Sénégal : une nouvelle plateforme politique pour Diomaye Faye face aux tensions avec Sonko
Le président Faye officialise la création d’un parti pour fédérer ses soutiens
Le président du Sénégal, Bassirou Diomaye Faye, a officialisé ce vendredi 3 juillet la création d’une nouvelle formation politique destinée à fédérer l’ensemble des acteurs engagés derrière son action gouvernementale.
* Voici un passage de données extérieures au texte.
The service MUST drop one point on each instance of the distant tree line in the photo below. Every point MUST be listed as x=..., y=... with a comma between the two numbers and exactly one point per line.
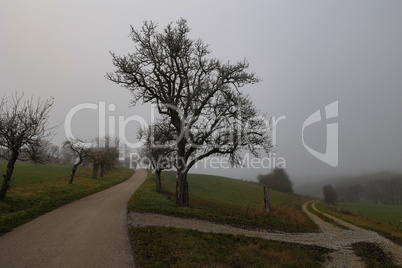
x=277, y=180
x=380, y=188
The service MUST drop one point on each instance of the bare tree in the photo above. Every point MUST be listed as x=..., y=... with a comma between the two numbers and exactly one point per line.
x=23, y=132
x=104, y=154
x=80, y=151
x=156, y=150
x=199, y=97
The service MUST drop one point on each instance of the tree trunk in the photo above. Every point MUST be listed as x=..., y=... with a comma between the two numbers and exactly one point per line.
x=95, y=171
x=267, y=205
x=9, y=172
x=182, y=196
x=158, y=181
x=102, y=171
x=70, y=181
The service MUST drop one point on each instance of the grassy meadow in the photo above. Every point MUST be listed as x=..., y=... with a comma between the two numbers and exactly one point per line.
x=375, y=220
x=388, y=214
x=224, y=200
x=37, y=189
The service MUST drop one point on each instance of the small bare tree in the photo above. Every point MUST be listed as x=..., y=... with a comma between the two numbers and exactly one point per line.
x=24, y=133
x=80, y=151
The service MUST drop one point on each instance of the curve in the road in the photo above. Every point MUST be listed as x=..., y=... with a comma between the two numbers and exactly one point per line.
x=90, y=232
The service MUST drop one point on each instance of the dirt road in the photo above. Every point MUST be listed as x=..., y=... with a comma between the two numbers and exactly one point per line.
x=90, y=232
x=330, y=236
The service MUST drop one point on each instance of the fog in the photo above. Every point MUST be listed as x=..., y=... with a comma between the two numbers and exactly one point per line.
x=308, y=54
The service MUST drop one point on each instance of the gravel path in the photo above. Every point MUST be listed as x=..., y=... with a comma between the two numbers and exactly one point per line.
x=90, y=232
x=330, y=236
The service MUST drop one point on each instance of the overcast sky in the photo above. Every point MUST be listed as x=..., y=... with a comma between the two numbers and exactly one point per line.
x=307, y=53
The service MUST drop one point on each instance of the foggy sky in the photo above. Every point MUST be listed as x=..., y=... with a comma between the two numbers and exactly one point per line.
x=307, y=53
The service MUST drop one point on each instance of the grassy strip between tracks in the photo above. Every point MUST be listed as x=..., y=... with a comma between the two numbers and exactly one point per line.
x=324, y=218
x=172, y=247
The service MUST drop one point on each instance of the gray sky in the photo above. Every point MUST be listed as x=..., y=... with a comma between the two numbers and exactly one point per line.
x=307, y=53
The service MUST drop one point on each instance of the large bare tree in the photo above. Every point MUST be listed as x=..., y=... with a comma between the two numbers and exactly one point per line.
x=198, y=96
x=24, y=133
x=157, y=150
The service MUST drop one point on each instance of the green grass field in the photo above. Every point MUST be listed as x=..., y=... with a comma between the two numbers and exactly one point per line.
x=37, y=189
x=388, y=214
x=226, y=201
x=371, y=222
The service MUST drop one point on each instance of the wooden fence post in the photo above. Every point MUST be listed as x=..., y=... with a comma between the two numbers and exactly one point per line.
x=266, y=201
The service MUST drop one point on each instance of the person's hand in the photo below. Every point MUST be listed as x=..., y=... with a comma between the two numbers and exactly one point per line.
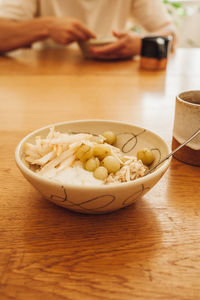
x=65, y=31
x=126, y=46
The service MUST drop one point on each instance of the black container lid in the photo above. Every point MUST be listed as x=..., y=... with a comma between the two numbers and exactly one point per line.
x=155, y=47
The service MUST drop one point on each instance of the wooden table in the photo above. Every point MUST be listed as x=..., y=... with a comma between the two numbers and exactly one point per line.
x=150, y=250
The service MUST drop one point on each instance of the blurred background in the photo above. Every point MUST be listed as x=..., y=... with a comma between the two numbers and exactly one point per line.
x=186, y=18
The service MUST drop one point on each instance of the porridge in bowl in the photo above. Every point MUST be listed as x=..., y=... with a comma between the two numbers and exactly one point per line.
x=84, y=159
x=92, y=166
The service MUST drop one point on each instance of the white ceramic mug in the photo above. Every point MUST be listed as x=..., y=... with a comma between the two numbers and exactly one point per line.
x=186, y=122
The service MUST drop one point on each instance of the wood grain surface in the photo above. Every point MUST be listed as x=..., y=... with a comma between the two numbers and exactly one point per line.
x=150, y=250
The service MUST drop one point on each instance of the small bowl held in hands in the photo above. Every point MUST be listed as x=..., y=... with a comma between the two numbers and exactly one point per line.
x=92, y=199
x=98, y=42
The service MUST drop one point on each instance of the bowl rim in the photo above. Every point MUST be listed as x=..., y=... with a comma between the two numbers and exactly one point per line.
x=161, y=169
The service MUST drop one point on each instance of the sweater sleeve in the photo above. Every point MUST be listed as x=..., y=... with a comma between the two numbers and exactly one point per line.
x=152, y=15
x=18, y=10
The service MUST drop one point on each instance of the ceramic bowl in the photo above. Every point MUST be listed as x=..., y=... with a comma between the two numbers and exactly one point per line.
x=104, y=198
x=85, y=46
Cette initiative a été dévoilée lors d’un entretien de près de quatre heures avec 306 maires représentant les quatorze régions du pays, tous issus de la Coalition Diomaye Président. Cette annonce marque une étape clé dans la consolidation de son assise politique, alors que les rapports de force au sommet de l’État subissent des mutations significatives.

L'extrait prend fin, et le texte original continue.